Some people actually enjoy a cloudy, fogged-in feeling, says Salt Lake City psychologist E. Kay Barickman. To them, the murk is "almost womb-like," she says. But for most people, especially those with conditions like fibromyalgia and respiratory distress — people who have trouble breathing or whose chronic pain is sensitive to the weather — the endless grayness and the fear about going out in the bad air can make them moody. "The body and mind are so closely intertwined, one can't help but affect the other," Barickman says.
During these dreary winter days, psychiatrist Tomb suggests, try to spend most of your time in well-lighted rooms, "the more light in the room the better." Patients with full-blown SAD do better if they sit for at least half an hour a day in front of "light boxes." A trip to a tanning salon won't help, though, because the light needs to come in through the pupil to have an effect.
Also, to cheer up, think about the fact that if there were snow on the ground, the inversion would be a lot worse.
"When there's snow on the ground, the inversions are stronger and shallower," trapping pollution in a smaller volume of air, thus increasing the concentrations of pollutants, explains Bob Dalley, manager of the air monitoring section of the state's Division of Air Quality.
Last winter, Salt Lake and Davis counties had 23 "red" days in which wood burning was restricted. "This winter is mimicking last winter, when we had prolonged inversion spells in January and February," says Dalley. This January, however, has seen only "yellow" burn days; the last "red" day was on Dec. 20. Cache Valley, on the other hand, has already had nine "red" days so far this winter.
It may be the fog that has kept the pollution levels from rising to "red" status in the Salt Lake area, says Dalley. Sometimes the fog can remove pollution particles, which is what has happened during the past few days, he says. "But that may not be the case as the fog persists."
Dave Whiteman, a research professor in the department of meteorology at the University of Utah, reminds us that inversions — or "cold air pools" as scientists sometimes call them — can stick around for quite a while.
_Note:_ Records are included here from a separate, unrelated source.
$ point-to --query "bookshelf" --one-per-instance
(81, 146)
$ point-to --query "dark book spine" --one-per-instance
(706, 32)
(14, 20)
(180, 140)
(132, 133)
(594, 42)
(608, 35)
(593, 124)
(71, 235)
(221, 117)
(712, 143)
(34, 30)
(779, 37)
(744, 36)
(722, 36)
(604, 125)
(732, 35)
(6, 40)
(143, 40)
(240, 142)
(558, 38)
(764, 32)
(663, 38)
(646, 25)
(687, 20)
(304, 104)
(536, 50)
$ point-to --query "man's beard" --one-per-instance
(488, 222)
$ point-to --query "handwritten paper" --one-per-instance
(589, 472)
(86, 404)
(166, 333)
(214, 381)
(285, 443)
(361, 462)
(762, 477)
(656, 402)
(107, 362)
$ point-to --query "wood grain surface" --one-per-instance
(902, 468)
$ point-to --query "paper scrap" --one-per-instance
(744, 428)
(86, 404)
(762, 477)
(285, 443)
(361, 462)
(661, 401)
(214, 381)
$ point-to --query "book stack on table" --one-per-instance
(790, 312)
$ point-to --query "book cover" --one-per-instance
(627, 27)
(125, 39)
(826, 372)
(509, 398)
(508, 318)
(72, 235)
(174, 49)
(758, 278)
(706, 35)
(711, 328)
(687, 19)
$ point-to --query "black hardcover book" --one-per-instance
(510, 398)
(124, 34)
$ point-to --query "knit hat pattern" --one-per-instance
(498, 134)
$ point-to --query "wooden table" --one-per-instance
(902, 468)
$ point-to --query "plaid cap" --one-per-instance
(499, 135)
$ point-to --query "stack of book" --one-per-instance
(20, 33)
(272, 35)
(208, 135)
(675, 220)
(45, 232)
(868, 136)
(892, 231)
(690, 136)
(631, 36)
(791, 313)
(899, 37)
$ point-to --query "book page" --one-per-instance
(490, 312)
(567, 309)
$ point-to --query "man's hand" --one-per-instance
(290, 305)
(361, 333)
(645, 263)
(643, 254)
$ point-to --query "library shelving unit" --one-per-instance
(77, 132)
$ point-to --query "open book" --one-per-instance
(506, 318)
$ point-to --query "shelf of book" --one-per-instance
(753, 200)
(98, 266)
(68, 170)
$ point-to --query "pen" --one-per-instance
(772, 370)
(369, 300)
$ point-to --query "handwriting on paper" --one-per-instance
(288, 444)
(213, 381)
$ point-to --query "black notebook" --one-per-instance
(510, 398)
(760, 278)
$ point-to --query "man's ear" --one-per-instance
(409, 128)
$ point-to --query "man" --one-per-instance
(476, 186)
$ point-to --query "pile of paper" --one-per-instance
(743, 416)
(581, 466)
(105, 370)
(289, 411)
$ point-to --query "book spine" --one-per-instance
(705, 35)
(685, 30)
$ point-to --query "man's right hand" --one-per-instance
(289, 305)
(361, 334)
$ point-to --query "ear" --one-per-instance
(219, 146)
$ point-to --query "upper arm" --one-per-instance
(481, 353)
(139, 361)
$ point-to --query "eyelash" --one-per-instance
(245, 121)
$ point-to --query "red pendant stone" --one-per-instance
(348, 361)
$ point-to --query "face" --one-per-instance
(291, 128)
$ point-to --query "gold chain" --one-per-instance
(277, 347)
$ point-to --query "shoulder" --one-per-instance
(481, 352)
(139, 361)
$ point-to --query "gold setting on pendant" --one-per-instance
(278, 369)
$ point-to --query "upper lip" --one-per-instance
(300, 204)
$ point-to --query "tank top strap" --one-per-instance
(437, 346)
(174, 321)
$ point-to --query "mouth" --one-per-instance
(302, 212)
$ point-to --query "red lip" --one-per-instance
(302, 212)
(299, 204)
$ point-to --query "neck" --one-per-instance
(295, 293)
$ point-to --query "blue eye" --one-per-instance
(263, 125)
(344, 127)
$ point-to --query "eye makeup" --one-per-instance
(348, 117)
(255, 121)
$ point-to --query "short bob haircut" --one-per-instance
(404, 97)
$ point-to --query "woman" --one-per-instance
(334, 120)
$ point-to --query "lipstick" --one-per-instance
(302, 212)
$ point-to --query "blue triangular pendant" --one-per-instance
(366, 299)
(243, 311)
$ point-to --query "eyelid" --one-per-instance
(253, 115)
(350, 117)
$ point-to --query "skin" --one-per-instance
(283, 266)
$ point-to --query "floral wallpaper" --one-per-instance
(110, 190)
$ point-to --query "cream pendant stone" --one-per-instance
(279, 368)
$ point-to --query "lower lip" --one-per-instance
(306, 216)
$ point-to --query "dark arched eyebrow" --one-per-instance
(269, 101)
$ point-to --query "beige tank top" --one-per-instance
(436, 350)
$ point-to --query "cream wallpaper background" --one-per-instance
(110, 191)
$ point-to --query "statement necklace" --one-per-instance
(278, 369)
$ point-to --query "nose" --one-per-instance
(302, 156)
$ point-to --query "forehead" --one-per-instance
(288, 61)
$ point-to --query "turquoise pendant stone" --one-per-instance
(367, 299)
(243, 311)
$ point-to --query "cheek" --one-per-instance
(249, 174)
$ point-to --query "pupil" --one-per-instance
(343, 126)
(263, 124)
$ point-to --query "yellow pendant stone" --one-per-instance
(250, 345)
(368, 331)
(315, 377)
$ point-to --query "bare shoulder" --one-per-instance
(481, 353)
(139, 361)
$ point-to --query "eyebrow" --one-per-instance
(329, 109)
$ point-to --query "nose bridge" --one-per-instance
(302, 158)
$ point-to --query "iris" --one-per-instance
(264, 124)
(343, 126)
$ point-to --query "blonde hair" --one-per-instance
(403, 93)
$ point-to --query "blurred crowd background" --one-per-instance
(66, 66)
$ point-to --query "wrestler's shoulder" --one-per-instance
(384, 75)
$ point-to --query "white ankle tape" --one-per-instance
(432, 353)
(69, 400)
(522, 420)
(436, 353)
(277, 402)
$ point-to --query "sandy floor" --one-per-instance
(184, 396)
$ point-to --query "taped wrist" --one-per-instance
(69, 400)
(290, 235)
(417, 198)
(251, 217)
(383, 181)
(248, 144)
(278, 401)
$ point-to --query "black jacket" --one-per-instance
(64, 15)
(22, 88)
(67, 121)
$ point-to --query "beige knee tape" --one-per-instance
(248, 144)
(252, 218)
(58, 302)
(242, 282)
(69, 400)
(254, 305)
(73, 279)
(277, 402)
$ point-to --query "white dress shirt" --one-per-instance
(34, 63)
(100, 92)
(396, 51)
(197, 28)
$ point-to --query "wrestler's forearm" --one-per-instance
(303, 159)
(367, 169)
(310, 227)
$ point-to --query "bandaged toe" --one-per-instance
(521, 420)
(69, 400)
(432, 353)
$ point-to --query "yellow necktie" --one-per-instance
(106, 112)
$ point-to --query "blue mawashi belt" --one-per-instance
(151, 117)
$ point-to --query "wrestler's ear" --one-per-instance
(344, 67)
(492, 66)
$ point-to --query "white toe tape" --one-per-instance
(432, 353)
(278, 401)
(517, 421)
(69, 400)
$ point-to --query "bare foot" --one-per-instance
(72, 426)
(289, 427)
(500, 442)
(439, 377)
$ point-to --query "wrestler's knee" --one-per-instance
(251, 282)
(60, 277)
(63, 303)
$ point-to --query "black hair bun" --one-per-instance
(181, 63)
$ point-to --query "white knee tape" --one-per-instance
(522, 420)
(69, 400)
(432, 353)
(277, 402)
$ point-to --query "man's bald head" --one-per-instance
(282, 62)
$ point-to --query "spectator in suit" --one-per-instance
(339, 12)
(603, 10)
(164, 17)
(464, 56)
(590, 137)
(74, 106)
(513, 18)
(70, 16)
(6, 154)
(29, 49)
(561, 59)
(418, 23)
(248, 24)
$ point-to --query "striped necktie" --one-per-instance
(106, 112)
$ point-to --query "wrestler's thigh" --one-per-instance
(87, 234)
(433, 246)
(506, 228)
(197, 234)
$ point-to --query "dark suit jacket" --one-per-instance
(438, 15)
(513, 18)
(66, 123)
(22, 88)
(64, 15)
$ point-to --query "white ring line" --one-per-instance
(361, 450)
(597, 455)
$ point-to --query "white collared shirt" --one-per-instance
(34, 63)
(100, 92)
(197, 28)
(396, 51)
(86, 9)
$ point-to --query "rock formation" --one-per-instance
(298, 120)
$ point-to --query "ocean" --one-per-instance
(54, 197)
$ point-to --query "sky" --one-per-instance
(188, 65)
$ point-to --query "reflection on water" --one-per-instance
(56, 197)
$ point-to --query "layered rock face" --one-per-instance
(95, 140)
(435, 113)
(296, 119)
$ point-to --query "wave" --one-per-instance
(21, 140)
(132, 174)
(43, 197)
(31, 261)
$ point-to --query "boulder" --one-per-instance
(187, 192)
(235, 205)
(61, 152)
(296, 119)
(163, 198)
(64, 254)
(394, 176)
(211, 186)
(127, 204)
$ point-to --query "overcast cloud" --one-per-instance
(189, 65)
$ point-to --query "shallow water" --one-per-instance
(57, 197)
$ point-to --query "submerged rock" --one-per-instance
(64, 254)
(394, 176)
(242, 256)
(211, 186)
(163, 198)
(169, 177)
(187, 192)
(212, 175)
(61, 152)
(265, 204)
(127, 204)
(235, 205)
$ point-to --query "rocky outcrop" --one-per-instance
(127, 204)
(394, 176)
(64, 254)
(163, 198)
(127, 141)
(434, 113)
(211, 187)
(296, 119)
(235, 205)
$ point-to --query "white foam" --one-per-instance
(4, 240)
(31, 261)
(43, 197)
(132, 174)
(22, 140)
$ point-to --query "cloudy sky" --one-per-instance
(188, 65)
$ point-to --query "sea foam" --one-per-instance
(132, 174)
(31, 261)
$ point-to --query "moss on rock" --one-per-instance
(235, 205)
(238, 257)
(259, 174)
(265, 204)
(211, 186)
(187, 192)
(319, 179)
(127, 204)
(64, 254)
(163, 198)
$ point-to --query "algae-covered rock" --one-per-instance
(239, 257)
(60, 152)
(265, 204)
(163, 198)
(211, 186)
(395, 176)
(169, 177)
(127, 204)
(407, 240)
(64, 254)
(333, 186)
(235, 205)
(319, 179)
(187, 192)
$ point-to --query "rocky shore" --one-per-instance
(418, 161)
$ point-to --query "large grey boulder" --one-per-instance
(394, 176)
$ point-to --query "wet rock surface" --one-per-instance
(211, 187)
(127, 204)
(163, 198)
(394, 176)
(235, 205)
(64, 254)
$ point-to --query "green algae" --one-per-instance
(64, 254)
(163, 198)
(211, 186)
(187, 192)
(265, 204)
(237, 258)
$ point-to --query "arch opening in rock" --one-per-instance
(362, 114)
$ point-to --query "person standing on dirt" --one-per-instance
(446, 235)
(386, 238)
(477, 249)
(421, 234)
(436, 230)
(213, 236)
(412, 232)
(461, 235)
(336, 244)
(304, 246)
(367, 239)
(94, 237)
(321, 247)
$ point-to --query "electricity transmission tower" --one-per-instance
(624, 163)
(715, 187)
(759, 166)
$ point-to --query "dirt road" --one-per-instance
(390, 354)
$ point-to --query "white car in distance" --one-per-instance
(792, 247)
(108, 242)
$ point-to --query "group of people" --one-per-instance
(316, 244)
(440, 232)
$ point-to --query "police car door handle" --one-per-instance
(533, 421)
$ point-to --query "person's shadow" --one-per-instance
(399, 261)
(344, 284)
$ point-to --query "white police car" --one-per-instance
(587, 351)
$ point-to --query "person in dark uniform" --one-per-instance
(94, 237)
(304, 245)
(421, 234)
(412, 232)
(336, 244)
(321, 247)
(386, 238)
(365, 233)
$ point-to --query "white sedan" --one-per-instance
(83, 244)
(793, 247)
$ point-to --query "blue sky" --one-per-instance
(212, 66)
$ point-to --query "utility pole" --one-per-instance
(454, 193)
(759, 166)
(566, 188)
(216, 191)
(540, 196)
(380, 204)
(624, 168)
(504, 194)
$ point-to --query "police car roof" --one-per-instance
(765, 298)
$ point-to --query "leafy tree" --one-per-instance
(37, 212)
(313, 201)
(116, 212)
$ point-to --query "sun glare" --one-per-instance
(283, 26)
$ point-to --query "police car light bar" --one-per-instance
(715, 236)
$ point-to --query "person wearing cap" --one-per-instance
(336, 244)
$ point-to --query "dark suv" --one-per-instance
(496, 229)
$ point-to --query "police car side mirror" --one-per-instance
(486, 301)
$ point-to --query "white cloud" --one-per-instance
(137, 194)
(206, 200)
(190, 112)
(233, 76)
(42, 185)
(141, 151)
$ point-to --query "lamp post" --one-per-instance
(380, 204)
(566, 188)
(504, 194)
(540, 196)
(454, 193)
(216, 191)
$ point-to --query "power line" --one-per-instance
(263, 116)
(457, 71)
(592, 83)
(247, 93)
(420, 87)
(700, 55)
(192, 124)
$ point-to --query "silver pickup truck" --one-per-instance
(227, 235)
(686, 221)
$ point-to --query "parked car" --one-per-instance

Cold air gets trapped near the ground, trapping more and more air pollutants with it as the days go by. The tiny particles then act as a site for fog to condense.
And all that fog and smog can cause solar radiation to reflect back into space, keeping the ground from warming up and causing the whole sorry process to continue. When there's snow on the ground, that's one more layer the sun can't get through to warm the ground, so temperatures drop even more.
Whiteman is researching cold air pools, which he says "haven't been studied in enough scientific detail." He'll particularly be looking at what conditions are needed to both form and break up the inversions. Sometimes when a frontal system comes through it's strong enough to scour the air, but it depends partly on what time of day it happens, he says.
In the meantime, as we await a strong wind, we can be even more bummed out by this fact: Bad air days can also be bad hair days. The dirty air, says hair stylist Vincent Penley of Sacred Roots salon in Salt Lake City, clings to the cuticles, making our hair look dirty, too.